The comments followed the resumption on Friday of street protests staged by Artarutyun against the official results of this year’s presidential election. Leaders of the bloc told thousands of supporters that they will soon launch unspecified “decisive actions” against Kocharian’s regime which they regard as illegitimate.
Geghamian and Artarutyun leader Stepan Demirchian were Kocharian’s main challengers in the February 19 first round of balloting criticized as deeply flawed by international observers. Relations between them worsened sharply after Geghamian, who placed third in the official vote tally, refused to endorse Demirchian for the March 5 run-off. Some Artarutyun leaders later accused him of secretly collaborating with the authorities, a charge he always denied.
Still, Artarutyun and National Unity, the only opposition groups represented in Armenia’s parliament, agreed earlier this month to coordinate their activities in the Kocharian-controlled National Assembly. Geghamian noted that they share the same goals. But he was vague about his party’s attitude to the main issue on the Artarutyun agenda: a “referendum of confidence” in Kocharian suggested by the Constitutional Court in April.
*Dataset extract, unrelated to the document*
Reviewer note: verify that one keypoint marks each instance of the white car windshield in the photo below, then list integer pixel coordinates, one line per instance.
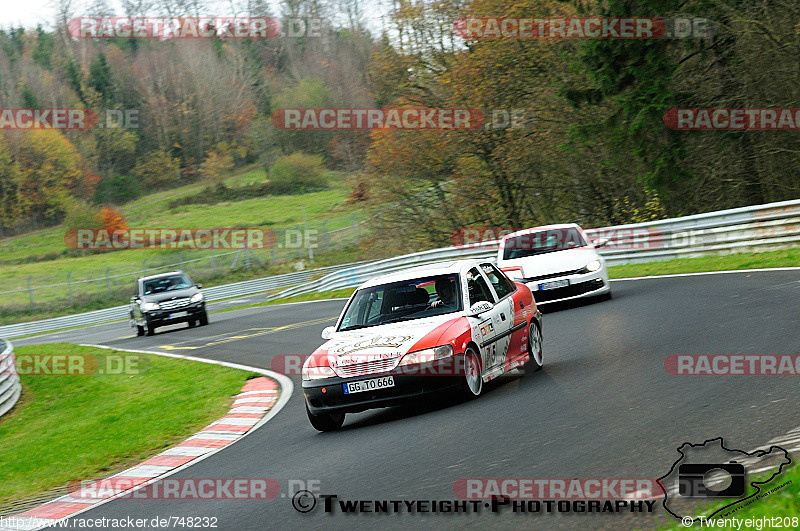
(170, 283)
(403, 301)
(540, 242)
The normally outspoken and emotional National Unity leader was keen to imply that Armenia should avoid a destabilization of the political situation in the run-up to renewed international efforts to resolve the Nagorno-Karabakh conflict. Geghamian also revealed that his party will refrain from harsh attacks on the governing three-party coalition because that would play into Kocharian’s hands. The Armenian president, he claimed, would like to deepen and play on differences inside the coalition.